Last week, I started a series of posts to explore whether the concept of integrated marketing is dead. In that post, I looked at Wikipedia, which defines integrated marketing communications as the “application of consistent brand messaging across both traditional and non-traditional marketing channels and using different promotional methods to reinforce each other.” At the time, I wondered if this definition was dated and the simple issue with integrated marketing was that it needed a new look.
Even within Wikipedia, there are several definitions with the most current one from the STIR blog: “True IMC is the development of marketing strategies and creative campaigns that weave together multiple marketing disciplines (paid advertising, earned media/PR, promotion, owned assets and social media) that are executed across a variety of media, and selected to suit the particular goals of the brand.”
But I wanted to keep digging and found two more definitions from industry thought leaders on this topic:
- John Jantsch, marketing consultant and best selling author Duct Tape Marketing, The Referral Engine and more, defines it as follows: “Integrated marketing is the combination of marketing tactics to help deliver one marketing strategy and more quickly build know, like and trust.”
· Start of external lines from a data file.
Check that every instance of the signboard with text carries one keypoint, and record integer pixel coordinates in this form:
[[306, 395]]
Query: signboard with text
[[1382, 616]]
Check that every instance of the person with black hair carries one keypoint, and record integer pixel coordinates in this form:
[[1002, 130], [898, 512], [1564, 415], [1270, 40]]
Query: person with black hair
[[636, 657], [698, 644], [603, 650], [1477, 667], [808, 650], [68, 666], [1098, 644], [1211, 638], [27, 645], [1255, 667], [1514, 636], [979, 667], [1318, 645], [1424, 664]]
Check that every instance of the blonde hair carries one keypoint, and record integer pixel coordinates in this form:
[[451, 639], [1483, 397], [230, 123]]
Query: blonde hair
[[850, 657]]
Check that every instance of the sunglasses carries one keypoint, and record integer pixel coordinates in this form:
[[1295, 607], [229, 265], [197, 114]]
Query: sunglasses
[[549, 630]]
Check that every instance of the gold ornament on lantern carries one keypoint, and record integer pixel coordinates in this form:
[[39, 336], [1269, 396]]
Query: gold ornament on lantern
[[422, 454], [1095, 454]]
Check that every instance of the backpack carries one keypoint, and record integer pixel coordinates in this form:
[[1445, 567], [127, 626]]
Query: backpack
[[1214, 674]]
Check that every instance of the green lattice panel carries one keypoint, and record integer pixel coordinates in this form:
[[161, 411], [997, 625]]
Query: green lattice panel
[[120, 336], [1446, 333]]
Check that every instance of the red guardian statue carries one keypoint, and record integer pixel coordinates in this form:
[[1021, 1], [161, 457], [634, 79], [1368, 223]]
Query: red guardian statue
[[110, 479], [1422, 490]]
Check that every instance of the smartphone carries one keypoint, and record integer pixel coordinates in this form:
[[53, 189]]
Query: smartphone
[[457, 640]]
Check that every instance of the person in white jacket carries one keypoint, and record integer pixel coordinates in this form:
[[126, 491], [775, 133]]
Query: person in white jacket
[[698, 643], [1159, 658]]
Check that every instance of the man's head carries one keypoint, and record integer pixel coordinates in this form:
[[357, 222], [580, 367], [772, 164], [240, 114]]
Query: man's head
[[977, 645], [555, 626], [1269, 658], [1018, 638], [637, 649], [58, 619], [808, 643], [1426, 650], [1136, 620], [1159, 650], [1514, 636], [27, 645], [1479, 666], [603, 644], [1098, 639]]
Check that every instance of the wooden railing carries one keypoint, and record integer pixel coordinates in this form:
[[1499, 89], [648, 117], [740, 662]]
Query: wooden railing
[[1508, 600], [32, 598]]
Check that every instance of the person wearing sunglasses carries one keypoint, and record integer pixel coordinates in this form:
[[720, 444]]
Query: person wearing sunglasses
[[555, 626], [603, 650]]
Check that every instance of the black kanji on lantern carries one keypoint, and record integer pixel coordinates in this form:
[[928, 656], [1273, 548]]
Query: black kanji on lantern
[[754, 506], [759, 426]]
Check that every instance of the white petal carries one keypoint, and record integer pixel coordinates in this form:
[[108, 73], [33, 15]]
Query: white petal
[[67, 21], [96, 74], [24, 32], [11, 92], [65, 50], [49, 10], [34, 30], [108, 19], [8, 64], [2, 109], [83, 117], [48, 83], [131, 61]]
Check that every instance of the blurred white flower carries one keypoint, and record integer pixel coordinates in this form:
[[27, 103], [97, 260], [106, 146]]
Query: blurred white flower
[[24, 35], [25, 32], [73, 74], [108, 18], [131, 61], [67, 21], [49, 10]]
- Don Peppers, Founding Partner at Peppers & Rogers Group and, with co-author Martha Rogers, Ph.D., has published nine books including The One to One Future: Building Relationships One Customer at a Time, wrote a post on LinkedIn about what integrated marketing really means and said, “Integrated marketing incorporates an individual customer’s own perspective into all customer-facing functions at a company, including marketing, sales, and service.”
I could go on (here’s one more from Lee Odden on the Top Rank Blog) but I think these three definitions alone clearly show that integrated marketing is not clearly defined, which may be why it’s done so differently (poorly?) in many organizations, but that it’s also top of mind as a key concept.
But while these definitions are different and show how the thinking on integrated marketing has progressed, there are three key aspects that are crucial if we are to redefine integrated marketing yet again:
- Multiple disciplines: from a marketing perspective this covers advertising to PR and social to content marketing but could even be broader and integrate sales and service disciplines with marketing too.
- Combination of tactics: this is clear in even the original definition but what’s key for me is that it’s multiple tactics across the disciplines above and the possible list of tactics continues to grow.
- One strategy and message: probably the most abused aspect of integrated marketing is the fact that there is not one clear strategy and message across all the tactics, which becomes even more difficult if we integrate multiple disciplines outside marketing.
So do these three attributes solve our problems with integrated marketing? I’m not so sure. What are your thoughts?
Peppers goes on to talk about how you also need to integrate your customer’s perspective. That’s a good point; the audience is missing from the other definitions although it’s implied. But how would your integrated marketing campaigns be different if you thought about it from your customer’s point of view?